P. James Burn, MB, CH.B, FRACS, orthopaedic surgeon: Magnus, if you were to grow a rod of material at the same time as you are building the parts and then you have a layer issue, would it not come out in the rod, which is going to be a test part that you could analyze?

René: Not necessarily, because you could have an issue at a certain position of the build chamber which wouldn’t hit the rod, but would hit the part. You would find it with the layer inspection.

What I was going to add is that you can see not only the discrepancies in the melting process, but you can actually see discrepancies in the material. You have an opportunity to look with XPS (x-ray photoelectron spectroscopy) to see exactly what kind of material is melted and at each point, and you can actually track not only how the material is melted, but also what the material is.

Christensen: I’m assuming as we move forward that you’ll see more areas encroaching on higher fatigue sensitivity. Earlier [Naomi Murray of Stryker] touched on in-process monitoring, and that being a key part of convincing folks [about higher fatigue applications]. What else is there? Is it design driven, is it bulk material driven that’s holding us back from moving more quickly into fatigue-sensitive areas?

René: It’s more of a perceived risk than a real risk. We have technologies today that are used for making high fatigue parts for airplanes, so why wouldn’t it work for hip stems? There are already high fatigue parts like hip stems made today.

Van Cleynenbreugel: With the high purity machines now available on the market, the bulk mechanical properties of the material are not a concern. Obviously, in order to get good fatigue strength you need smooth surfaces, and that might conflict with a desire to have an orthopaedic implant that has a rough surface for tissue adhesion and bone ingrowth. I imagine that we will move in the direction, where you need high fatigue strength you would do machining or polishing to bring down that surface roughness and maximize the fatigue strength.

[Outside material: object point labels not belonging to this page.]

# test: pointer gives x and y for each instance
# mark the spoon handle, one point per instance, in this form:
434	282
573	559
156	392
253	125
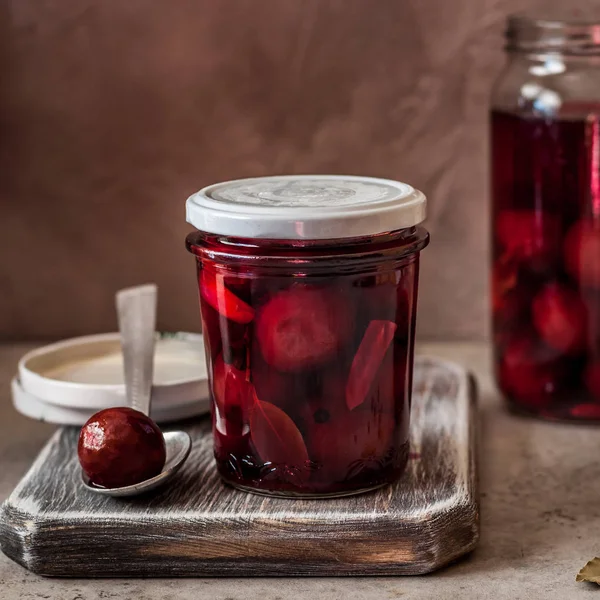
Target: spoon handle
136	310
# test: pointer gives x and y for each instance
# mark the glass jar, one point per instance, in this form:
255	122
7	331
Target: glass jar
308	287
545	137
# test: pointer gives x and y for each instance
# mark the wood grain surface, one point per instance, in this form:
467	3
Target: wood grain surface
53	526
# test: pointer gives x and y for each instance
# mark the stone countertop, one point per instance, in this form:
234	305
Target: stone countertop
540	506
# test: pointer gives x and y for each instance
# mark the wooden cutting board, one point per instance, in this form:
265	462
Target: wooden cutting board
53	526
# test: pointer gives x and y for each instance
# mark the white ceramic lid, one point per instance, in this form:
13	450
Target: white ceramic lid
306	207
87	372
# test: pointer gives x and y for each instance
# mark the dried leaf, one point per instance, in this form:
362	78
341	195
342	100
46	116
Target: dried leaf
368	358
275	436
591	572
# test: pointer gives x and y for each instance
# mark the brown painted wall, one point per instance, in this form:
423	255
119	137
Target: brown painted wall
112	112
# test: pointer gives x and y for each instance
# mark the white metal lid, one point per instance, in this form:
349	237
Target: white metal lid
306	207
86	373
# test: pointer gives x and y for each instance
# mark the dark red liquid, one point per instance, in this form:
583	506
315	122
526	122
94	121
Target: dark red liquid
310	375
546	264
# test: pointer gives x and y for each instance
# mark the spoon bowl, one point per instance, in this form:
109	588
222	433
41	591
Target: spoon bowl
178	445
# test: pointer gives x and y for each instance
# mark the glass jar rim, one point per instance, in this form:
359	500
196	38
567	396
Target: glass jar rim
569	33
309	255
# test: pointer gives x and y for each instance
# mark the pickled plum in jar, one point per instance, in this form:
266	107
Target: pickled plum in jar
308	314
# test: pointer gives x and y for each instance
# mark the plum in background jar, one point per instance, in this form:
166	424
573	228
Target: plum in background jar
546	218
308	289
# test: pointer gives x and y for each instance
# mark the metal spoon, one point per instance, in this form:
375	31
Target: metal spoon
136	308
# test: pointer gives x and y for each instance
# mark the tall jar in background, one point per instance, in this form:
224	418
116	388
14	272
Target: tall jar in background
545	136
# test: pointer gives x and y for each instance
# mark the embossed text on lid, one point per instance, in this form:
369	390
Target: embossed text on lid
305	207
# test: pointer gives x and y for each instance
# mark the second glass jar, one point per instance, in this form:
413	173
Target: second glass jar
546	219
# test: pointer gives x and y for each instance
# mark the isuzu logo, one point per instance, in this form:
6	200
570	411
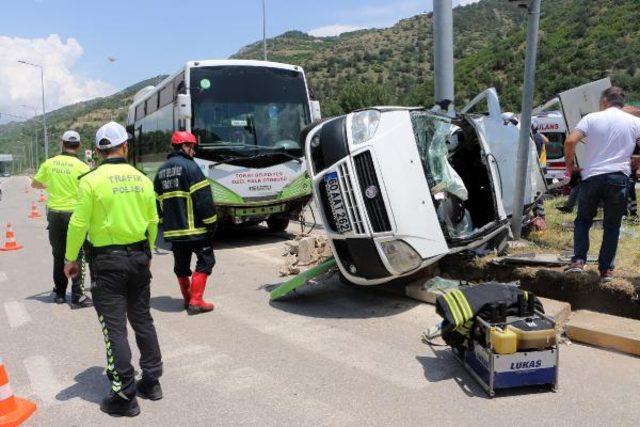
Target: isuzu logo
371	192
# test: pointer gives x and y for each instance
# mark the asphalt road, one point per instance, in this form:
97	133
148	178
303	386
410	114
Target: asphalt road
331	355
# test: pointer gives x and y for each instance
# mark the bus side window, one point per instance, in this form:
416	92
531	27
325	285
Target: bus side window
179	86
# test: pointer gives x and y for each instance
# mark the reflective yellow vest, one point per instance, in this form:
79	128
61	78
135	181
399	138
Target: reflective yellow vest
116	205
60	175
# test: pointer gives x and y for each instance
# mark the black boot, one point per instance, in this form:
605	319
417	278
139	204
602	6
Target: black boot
150	390
118	406
82	302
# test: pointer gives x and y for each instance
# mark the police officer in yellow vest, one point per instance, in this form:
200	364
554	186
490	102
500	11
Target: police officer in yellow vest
59	175
117	206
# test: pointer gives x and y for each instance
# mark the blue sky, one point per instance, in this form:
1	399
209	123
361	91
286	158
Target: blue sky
74	38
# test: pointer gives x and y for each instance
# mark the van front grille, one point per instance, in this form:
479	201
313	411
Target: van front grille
371	193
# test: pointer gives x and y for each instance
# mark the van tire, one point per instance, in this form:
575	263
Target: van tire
278	224
344	280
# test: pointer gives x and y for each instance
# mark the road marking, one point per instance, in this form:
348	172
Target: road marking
269	258
16	313
43	381
253	252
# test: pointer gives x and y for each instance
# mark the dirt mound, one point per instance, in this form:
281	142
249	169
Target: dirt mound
304	252
583	291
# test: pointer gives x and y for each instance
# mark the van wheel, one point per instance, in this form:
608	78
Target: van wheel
277	223
344	280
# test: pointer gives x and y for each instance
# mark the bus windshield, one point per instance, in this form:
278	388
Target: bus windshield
243	111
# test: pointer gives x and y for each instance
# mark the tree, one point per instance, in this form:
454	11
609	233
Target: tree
359	95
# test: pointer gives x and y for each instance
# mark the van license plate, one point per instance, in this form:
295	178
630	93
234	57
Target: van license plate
336	202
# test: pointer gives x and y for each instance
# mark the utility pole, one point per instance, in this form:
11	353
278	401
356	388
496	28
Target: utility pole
522	166
264	29
443	52
44	111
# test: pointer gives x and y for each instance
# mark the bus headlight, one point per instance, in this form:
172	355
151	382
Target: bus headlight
401	256
364	125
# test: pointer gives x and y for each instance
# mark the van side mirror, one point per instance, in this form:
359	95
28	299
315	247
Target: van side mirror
316	114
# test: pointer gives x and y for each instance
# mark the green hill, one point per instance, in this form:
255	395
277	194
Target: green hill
580	41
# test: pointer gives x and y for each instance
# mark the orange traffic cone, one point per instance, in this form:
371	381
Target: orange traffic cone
10	243
34	214
13	410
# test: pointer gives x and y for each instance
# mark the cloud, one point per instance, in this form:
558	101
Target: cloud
21	83
333	30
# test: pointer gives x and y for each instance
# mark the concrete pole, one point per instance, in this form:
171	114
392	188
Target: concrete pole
44	117
443	50
522	166
264	29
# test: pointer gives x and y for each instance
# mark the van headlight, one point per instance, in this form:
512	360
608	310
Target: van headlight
401	256
364	125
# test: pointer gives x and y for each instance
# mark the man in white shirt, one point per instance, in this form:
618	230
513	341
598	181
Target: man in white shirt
610	137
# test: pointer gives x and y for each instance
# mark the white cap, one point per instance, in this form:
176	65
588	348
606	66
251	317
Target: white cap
111	135
71	136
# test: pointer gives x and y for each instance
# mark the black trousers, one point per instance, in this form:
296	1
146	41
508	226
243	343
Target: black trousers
182	252
121	291
58	225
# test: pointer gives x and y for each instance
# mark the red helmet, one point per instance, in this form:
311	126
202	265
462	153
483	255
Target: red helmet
183	137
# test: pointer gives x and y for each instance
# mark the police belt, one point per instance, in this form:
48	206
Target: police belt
141	246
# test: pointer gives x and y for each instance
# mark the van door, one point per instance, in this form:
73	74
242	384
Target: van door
500	138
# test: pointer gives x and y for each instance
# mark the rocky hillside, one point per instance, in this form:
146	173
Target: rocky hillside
580	40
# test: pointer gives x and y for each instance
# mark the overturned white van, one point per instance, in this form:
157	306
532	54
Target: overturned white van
399	188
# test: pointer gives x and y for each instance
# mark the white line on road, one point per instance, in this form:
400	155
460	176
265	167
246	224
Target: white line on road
16	313
43	381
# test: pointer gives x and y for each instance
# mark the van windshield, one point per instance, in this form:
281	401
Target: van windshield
435	136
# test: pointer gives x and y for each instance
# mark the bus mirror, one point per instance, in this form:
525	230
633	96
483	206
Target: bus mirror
316	114
183	107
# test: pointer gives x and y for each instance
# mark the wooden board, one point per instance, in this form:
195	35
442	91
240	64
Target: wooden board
606	331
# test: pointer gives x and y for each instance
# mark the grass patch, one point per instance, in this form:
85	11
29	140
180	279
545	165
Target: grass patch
558	237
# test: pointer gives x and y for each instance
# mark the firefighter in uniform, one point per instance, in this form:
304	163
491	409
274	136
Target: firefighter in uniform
59	175
189	219
117	207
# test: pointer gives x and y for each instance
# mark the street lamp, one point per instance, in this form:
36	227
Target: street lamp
533	25
35	132
44	111
264	29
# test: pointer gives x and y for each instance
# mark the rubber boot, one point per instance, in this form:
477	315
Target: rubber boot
185	288
197	304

Kumar: I have asked surgeons what it would take for us to convince them that we can start doing fatigue prone implants. They always ask: Is it as strong as what I use today? Can you vouch for that? Until we achieve that level of just-as-good raw material and fatigue, most surgeons will shy away from it.

Christensen: Talking about verification versus validation and how companies have approached that for things like cleaning residual powder or cleaning residual materials, it would seem to be much like the counterparts in traditional machining and manufacturing. But we brought up CT scanning earlier. What are your thoughts on verification versus validation for 3D printing of metals?

Kumar: From the legacy Biomet side, we have a lot of experience machining a highly porous structure and then cleaning it. What we have learned from that, we’ve applied to 3D-printed parts. I think there is a solution depending on what you’re trying to do, what is your porous structure, what is your cleaning material. You have to understand that, and then there is work toward cleaning.

René: We as machine manufactures need to do a better job when it comes to characterization of the machines. We have machines that are very complex, where the outcome depends not only on the machine and how the machine is set up, but also the way that you orient the parts. For the industry to develop methods to characterize the machines, I think that is going to be important moving forward, because that will make it easier for our customers to set up jobs and also validate the jobs.

Van Cleynenbreugel: When we start volume manufacturing projects with our customer, whenever we install a new machine or a new material, we always do a thorough validation of the combination of the specific machine, the material and scan parameters so that it is validated to make sure that the bulk material properties that come out of the machine meet the requirements. Once we work on a specific project, we log the whole process flow starting from the manufacturing but also the annealing step, post machining steps, cleaning steps and so on. That is validated as a whole on the specific product, and that is typically done in very close collaboration with the customer.

René: Exactly. That is how it is done today. I’m talking about making this more generic, because today it really is the characterization part of validation.